When it comes to trolling “the blacks,” white folks collectively employ a “can’t stop, won’t stop” approach. Enter, the latest way to pour salt on our wounds and mock us: 40-ounce rosé. I know what you’re thinking if you’re a Negro: Since when is a 40 the move in the mainstream?
After all, the idea of the lazy, shifty, government-mooching black sitting at home consuming large amounts of fried chicken, watermelon and malt liquor is one of American racism’s greatest hits. Just last year, there was a Ku Klux Klan-affiliated group pledge to depress the black vote in Philadelphia by handing out weed and 40s. Likewise, in recent years, racist GOP-affiliated groups, along with their friends in conservative media, both invoked the 40 to portray President Barack Obama as not so much the most powerful man on the planet but more like the typical nigger of their white supremacist wet dreams.
I’m sure others can recall news articles of yore like the New York Times piece “For Minority Youths, 40 Ounces of Trouble.” In 1993, Michel Marriott wrote:
Malt liquor—essentially beer brewed with sugar for an extra alcoholic kick—has long been popular with black and Hispanic drinkers. But in the outsize 40-ounce bottle, introduced in the late 1980’s with aggressive marketing campaigns aimed at minority drinkers, it is fast becoming the intoxicant of choice for black and Hispanic youths in New York and other American cities.
Some teenagers call malt liquor “liquid crack” in tribute to its potency. And to the dismay of drug counselors, social workers and ministers who see malt liquor as a dangerous drug in sheep’s clothing, the 40-ounce bottles with brand names like King Cobra, Crazy Horse, Colt 45 and St. Ides have become an accessory to the youth-culture ensemble of baggy clothes, expensive work boots and street-hardened attitudes.
Now, compare that to Forty Ounce Rosé. Per the company’s website, it makes “organically farmed, spectacular tasting, large format wines.” So, it’s an old stereotype served organically to the delight of white people who probably say shit like “That’s so ghetto” to the annoyance of anyone who knows damn well they don’t know a damn thing about the damn ghetto.
Naturally, the praise rolled right on in.
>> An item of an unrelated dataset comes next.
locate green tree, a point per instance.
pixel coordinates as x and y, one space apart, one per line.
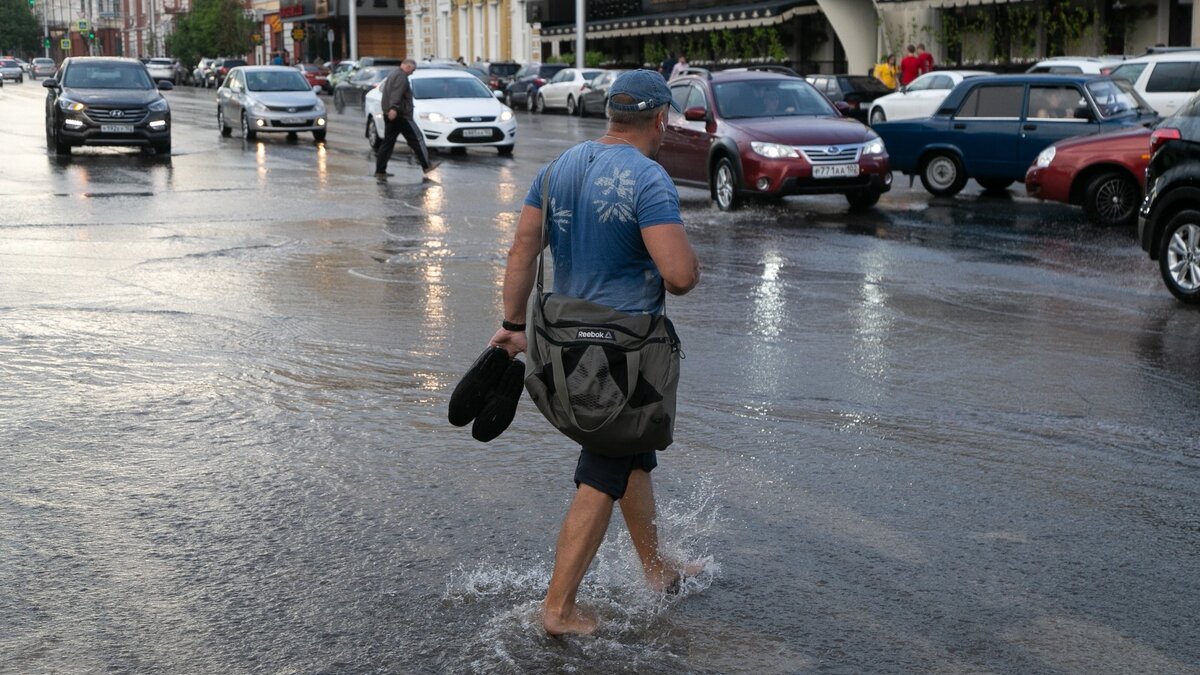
19 30
213 28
While most wine snobs would prefer to guzzle their booze from a glass, there are plenty of wine drinkers that are perfectly OK swigging right from the bottle, or from a juice box. Or, from a 40-ounce bottle. Thankfully, you can do just that—with rosé.
From Refinery 29:
No matter which 40-ounce bottle of wine you chose, this genius new way to drink is sure to make your summer a lot more exciting.
From Marie Claire:
While a 40-ounce bottle—typically relegated to cheap beer and malt liquor—of rosé might seem like a funny gimmick to bring to a BBQ this summer, they’re actually very practical. Hear me out.
You’re probably used to dropping around $15 to $20 for a traditional bottle of rosé, right? Those bottles only hold 750 mL or about 25 ounces of wine. Since a forty holds nearly twice that amount, they end up being quite a deal—especially since we found one store in New York selling them for just $16.
From Thrillest:
Summer is just around the corner, which more importantly means we’re on the cusp of rosé season. And this year’s is on track to be a doozy, thanks to some intrepid winemakers who’ve made the brilliant decision to package their pink nectar of the park picnic and pool party gods in a forty.
Eat your heart out, Colt 45.
“Eat your heart out, Colt 45”? Insert a Maxine Waters look of disgust here. Add a “fuck off.” Repeat.
If you’re wondering, none of the people quoted here have an uncle who looks like Billy Dee Williams or have ever had to contend with the stereotypes affiliated with the drinks. The same goes for the 40-ounce marketing that targeted you and all those who look like you in years past ’round your hood.
I don’t want to be completely Huey Freeman about this. Maybe the wine is actually good. Hell, rosé in the summer does make sense. Still, it’s been too many years now of Kardashians and other white girls getting credit for things black folks came up with or, worse, being exalted for doing things or appearing in ways that, if done by black people, would yield nothing but racist condemnation and dismissal.
This is that same pattern, only it can get you drunk and in need of a five-piece spicy strips meal with red beans and rice plus an extra biscuit to prevent a hangover. However, at least Popeyes has never acted like it’s too good for us. If folks want to reimagine the 40 ounce, sure, but if you’re not going to address the racist history behind it before celebrating your impending buzz, you’re part of the problem.
But you know, enjoy your fake hood experience, annoying hipsters.